The problem became a political issue in 2009, when reports surfaced of sub-postmasters who had received heavy fines or jail terms for alleged false accounting, which they said resulted from problems with Horizon.
Thousands of sub-postmasters independently operate smaller post offices, and are obliged to make up shortfalls out of their own pockets.
In 2011, 85 sub-postmasters sought legal support in claims against the Post Office after being wrongly accused of taking money.
In later years this figure rose to 550 sub-postmasters suing the Post Office.
What made matters worse, was that the Post Office always argued that there is no evidence of systemic problems with Horizon, but set up the mediation scheme in 2013 after independent investigators found defects in the software.
In 2014 more than 140 MPs said they could no longer support the Post Office’s mediation scheme after numerous complaints about Horizon.
A total of 960 convictions linked to the scandal were reviewed, in what was dubbed the biggest miscarriage of justice in UK history.
Then in December 2019 the Post Office agreed to pay almost £58 million as part of a settlement after legal action by sub-postmasters after they were wrongly accused of taking money.
But most of that money went on legal costs.
And then it surfaced in June 2020, that bosses at the Post Office has been told as far back as 2011 that Horizon could be to blame for missing money, but it still pursued prosecutions against staff anyway, with hundreds of postmasters sacked, going bankrupt or wrongfully convicted.
And now this week convictions against 39 sub postmasters have been overturned.
The appellants, some of whom were jailed for crimes they never committed, had been accused of theft and false accounting.

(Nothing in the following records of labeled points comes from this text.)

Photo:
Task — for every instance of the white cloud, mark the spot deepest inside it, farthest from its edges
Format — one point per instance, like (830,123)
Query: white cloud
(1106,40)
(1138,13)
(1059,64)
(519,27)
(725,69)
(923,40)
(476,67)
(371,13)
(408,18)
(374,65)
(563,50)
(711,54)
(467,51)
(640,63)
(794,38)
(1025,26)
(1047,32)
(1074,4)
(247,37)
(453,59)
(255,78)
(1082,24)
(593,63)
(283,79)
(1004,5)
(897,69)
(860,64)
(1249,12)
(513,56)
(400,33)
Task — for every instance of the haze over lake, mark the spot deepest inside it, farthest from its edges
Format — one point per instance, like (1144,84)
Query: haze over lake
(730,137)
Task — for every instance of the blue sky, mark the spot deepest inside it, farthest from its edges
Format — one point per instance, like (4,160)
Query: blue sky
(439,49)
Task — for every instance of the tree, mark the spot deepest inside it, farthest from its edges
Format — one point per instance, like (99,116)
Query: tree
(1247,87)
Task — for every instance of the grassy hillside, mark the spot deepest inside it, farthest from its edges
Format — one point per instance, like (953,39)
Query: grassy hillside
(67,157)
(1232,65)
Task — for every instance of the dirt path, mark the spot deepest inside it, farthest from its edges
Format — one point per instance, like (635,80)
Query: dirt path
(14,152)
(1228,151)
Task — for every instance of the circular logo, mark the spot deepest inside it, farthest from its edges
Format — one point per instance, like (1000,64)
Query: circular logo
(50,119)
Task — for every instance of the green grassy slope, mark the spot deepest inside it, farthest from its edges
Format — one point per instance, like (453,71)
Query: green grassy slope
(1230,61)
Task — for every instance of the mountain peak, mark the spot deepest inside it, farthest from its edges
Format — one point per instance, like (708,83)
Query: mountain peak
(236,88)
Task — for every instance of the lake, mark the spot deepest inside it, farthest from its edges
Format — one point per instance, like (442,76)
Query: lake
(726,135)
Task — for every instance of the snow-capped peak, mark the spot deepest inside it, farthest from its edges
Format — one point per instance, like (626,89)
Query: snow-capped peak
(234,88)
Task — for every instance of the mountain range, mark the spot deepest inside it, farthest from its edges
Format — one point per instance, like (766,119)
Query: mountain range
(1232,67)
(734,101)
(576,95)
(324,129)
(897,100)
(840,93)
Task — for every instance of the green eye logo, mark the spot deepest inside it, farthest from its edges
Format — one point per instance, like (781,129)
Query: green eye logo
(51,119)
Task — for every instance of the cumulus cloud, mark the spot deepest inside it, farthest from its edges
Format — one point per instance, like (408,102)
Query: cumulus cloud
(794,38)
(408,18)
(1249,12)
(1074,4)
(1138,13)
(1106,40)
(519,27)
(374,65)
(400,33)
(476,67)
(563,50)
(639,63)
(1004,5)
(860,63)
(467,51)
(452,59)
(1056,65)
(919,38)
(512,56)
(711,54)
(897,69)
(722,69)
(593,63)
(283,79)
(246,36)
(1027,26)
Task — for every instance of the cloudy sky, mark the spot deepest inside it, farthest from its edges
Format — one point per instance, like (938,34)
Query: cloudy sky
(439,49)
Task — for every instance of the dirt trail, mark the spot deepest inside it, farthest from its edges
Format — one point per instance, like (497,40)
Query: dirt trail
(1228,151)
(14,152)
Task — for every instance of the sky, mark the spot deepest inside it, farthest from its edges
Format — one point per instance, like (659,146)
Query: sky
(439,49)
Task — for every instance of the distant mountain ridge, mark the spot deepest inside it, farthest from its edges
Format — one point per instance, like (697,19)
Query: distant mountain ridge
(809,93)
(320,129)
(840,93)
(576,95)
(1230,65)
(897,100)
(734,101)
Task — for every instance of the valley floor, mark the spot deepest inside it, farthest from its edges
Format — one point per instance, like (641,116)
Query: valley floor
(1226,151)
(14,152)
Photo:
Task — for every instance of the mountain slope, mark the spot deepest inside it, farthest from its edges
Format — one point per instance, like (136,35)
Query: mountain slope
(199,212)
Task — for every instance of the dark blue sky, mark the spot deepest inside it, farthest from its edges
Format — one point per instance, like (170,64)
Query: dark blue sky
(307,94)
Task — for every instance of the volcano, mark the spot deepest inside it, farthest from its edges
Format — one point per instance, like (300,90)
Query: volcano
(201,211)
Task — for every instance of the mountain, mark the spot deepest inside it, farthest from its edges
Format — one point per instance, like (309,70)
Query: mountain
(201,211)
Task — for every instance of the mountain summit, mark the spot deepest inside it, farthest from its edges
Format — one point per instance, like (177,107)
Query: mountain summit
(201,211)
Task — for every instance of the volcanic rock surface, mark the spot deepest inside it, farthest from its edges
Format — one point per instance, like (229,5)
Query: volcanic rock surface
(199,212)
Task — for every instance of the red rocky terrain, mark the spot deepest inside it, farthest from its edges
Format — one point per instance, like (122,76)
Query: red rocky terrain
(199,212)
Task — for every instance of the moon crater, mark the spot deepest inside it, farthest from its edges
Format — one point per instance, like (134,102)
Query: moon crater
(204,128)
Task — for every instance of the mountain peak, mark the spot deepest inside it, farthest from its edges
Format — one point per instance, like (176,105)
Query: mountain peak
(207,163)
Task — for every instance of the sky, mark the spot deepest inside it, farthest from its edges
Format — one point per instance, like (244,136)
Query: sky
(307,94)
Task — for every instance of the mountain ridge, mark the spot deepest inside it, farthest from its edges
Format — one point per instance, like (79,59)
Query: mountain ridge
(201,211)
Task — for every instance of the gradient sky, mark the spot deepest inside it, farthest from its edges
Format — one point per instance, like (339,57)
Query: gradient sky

In court, Sam Stein QC, the barrister representing several sub-postmasters, said the scandal had turned the Post Office “into the nation’s most untrustworthy brand”.
The barrister who led that civil claim called today’s judgement an “incredible victory” that could pave the way for more substantial compensation, Sky News reported.
“This is something we should all be ashamed of – that it ever happened, but money will never compensate these people for what’s happened to them,” said Patrick Green QC.
The sub-postmasters appealed their convictions on two grounds: that they had been denied a fair trial, and that the circumstances in which the prosecutions went ahead “represents an affront to public conscience”.
The court granted the appeal of 39 out of 42 postmasters on both grounds, despite the Post Office fighting 35 of the cases on the second point.
The decision means the postmasters could bring new civil cases for malicious prosecution, which could mean the Post Office paying out significantly more in compensation.
Announcing the court’s ruling, Lord Justice Holroyde was quoted as saying that the Post Office “knew there were serious issues about the reliability of Horizon” and had a “clear duty to investigate” the system’s defects.
But the Post Office “consistently asserted that Horizon was robust and reliable”, and “effectively steamrolled over any sub-postmaster who sought to challenge its accuracy”, the judge added.
Lord Justice Holroyde, sitting with Mr Justice Picken and Mrs Justice Farbey, said: “Post Office Limited’s failures of investigation and disclosure were so egregious as to make the prosecution of any of the ‘Horizon cases’ an affront to the conscience of the court.”
And the Prime Minister also waded into the “appalling injustice” of the case.
“I welcome the Court of Appeal’s decision to overturn the convictions of 39 former sub-postmasters in the Horizon dispute, an appalling injustice which has had a devastating impact on these families for years,” he tweeted.
“Lessons should and will be learnt to ensure this never happens again,” he added.